Thinking about expertise differently: GM risk assessment as an ecology of regulatory knowledge

InSIS Seminar Series: Ecologies of Expertise

Date: Tuesday 9 June

Time: 3pm-5pm

Location: Seminar Room, 64 Banbury Road, Oxford OX2 6PN.

Speaker: David Demortain, Laboratoire Interdisciplinaire Sciences Innovations Sociétés

Title: Thinking about expertise differently: GM risk assessment as an ecology of regulatory knowledge

The control over standards of regulatory evidence is one of the factors that determine who may be called an expert, despite the level of scrutiny and contestation that surrounds claims to expertise, specifically in public and controversial environments.

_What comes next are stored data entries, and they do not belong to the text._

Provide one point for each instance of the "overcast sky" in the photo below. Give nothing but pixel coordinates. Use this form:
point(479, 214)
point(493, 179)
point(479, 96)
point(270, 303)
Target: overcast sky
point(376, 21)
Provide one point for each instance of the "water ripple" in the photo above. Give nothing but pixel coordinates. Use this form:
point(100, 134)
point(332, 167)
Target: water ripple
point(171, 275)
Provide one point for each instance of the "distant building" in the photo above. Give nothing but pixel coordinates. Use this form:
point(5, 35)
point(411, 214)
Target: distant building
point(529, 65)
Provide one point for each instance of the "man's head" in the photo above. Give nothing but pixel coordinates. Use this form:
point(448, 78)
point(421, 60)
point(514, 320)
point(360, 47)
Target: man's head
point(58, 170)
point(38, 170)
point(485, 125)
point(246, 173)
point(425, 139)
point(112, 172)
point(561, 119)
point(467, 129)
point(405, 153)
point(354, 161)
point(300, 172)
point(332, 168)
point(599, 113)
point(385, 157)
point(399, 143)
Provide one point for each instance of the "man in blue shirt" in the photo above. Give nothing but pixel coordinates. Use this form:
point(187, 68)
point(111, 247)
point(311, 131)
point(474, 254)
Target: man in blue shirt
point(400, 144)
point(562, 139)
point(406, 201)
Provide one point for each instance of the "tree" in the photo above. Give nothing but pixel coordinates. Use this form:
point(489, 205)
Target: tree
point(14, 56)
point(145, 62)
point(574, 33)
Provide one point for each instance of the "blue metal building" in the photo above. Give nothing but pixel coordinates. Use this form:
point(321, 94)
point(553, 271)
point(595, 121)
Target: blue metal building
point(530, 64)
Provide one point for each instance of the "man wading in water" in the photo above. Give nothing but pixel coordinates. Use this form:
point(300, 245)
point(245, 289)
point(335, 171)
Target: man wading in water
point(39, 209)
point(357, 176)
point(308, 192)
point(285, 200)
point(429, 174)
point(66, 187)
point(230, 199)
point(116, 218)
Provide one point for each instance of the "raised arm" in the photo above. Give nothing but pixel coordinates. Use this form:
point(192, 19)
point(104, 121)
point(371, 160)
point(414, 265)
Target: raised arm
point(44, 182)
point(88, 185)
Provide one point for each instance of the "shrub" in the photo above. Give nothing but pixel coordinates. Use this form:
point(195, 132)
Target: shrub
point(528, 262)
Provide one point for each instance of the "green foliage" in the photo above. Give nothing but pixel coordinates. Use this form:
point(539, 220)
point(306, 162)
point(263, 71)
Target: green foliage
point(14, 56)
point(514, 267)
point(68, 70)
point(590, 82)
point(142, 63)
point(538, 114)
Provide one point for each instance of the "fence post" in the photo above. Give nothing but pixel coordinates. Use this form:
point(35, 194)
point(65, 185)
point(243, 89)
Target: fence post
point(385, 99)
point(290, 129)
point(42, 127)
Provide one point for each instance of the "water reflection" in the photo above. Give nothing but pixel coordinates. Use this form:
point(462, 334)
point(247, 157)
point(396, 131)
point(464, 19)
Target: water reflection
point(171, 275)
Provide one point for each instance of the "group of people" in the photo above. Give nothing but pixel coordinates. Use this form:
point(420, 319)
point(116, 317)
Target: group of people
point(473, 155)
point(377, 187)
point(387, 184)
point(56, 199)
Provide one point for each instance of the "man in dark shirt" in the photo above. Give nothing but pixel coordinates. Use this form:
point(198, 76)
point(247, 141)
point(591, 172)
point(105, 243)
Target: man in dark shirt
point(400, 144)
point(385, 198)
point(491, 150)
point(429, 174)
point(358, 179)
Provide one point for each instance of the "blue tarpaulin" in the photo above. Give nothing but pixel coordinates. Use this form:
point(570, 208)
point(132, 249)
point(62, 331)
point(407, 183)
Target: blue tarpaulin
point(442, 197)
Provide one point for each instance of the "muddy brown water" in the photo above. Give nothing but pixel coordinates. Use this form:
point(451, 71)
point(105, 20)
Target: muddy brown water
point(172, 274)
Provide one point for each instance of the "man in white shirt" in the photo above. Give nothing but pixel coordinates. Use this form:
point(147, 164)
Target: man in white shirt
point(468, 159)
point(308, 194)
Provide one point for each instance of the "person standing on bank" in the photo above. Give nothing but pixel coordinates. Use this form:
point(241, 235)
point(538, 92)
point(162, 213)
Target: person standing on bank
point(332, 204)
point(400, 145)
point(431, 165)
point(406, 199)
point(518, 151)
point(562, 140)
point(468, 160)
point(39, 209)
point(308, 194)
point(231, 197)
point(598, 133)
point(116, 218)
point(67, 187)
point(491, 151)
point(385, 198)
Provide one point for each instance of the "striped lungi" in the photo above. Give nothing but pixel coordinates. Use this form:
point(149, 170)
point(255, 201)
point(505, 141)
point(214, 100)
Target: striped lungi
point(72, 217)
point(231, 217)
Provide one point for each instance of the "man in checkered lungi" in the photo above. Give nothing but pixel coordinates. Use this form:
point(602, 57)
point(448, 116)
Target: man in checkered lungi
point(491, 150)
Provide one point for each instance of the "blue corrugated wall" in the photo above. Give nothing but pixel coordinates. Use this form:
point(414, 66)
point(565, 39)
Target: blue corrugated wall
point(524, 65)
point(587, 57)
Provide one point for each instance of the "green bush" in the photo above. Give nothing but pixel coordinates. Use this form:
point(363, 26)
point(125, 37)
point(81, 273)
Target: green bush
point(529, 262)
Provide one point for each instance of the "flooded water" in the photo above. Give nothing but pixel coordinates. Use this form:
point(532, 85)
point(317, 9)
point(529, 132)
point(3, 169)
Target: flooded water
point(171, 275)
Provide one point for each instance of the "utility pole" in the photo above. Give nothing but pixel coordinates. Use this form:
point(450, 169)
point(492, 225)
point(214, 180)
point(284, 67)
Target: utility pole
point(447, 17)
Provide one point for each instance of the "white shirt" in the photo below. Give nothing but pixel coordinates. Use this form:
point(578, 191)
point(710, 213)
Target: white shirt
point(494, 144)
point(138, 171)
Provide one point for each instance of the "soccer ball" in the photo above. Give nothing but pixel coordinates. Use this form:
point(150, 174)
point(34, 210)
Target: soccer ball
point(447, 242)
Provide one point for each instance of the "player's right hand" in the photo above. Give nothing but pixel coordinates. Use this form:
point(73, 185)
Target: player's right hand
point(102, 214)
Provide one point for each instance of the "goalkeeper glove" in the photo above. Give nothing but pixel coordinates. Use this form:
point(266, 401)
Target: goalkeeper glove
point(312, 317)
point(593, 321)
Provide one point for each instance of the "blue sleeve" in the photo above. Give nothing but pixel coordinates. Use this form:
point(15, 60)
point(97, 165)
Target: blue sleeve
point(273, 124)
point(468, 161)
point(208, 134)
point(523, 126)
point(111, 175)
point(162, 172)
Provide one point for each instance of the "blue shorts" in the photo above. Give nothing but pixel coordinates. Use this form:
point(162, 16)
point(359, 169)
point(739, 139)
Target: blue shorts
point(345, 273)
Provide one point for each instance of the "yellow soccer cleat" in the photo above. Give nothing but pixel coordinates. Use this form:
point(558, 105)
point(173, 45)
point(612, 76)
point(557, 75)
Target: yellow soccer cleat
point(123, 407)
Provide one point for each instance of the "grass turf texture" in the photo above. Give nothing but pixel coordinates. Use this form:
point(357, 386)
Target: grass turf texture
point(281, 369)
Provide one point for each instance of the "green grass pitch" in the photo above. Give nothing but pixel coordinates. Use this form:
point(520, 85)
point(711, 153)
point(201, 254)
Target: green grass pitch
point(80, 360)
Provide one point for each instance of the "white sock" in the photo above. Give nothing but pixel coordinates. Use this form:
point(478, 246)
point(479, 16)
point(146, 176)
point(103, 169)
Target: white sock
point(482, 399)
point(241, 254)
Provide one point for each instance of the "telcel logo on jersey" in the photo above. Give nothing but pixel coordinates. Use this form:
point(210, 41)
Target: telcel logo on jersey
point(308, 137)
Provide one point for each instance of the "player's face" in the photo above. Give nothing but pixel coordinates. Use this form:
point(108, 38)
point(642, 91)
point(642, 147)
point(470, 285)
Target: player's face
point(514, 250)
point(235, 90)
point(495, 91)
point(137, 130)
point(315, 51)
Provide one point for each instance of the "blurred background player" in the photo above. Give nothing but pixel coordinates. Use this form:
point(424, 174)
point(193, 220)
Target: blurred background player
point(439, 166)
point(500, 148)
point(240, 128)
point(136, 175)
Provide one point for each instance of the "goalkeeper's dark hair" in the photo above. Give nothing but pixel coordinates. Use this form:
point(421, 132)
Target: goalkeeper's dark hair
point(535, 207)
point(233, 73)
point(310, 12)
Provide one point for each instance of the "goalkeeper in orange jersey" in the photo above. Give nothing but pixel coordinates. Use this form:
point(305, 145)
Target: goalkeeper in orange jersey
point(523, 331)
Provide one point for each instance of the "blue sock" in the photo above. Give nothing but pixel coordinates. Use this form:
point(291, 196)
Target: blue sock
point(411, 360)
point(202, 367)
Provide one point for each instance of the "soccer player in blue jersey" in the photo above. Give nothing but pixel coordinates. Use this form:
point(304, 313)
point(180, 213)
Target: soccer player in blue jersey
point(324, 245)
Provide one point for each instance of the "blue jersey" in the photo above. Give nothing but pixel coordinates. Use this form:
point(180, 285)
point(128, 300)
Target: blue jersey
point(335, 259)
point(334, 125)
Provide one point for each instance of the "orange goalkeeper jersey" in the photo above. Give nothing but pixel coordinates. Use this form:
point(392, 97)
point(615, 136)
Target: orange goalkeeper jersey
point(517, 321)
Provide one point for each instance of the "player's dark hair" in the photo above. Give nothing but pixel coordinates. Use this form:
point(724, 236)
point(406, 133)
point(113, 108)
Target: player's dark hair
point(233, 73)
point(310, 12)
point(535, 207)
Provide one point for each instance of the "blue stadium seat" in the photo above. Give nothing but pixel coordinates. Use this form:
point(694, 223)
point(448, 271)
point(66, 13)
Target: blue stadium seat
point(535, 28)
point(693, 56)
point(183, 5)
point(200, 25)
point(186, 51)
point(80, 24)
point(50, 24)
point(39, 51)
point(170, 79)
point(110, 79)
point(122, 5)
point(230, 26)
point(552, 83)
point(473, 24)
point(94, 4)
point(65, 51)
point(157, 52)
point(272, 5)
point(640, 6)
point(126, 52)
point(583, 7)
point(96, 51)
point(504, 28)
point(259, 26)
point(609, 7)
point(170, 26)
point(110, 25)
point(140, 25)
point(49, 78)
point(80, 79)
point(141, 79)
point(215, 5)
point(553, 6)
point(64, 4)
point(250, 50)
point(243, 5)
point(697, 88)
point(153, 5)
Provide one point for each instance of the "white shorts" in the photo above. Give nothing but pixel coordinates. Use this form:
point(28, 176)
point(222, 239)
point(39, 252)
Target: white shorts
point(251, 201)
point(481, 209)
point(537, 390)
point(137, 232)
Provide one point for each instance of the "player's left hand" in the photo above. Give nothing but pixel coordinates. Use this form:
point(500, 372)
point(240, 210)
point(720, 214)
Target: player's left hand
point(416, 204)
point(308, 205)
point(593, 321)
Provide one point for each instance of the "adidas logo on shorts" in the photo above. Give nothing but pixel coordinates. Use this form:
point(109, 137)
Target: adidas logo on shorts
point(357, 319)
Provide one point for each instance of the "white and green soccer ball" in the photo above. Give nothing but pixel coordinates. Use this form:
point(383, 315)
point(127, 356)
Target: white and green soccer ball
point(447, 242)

The history of the regulatory testing of genetically modified organisms shows that that standards of proof are simultaneously shaped in various inter-related spaces (industrial, academic, regulatory, civic spaces among others), and are thus varied, if not multiple. Standards of proof get selected or deselected, rise or fall, depending on what happens in this complex environment, or what may be called an ecology of regulatory knowledge, that heavily determines who may prove products safe or unsafe, and thus claim to be an expert.

About the Seminar Series: Whom do we trust?

An 'expert', by standard definition, has particular skills or knowledge of their field. Today, a wide range of scientists, scholars, doctors, oracles, pundits and others are called upon to explain, judge, predict and guide decisions in diverse fields. What skills, knowledge, qualifications, or experience are included or excluded in expectations, assumptions and implementation of expertise? Seminars in this series will explore how experts, expert knowledge, and expertise come to be recognised as credible, legitimate, and authoritative, for example in relation to ‘lay knowledge’, or ignorance. Sites at which these ecologies may be explored include interfaces among experts themselves, as well as interactions with tools and models, and with decision makers and publics.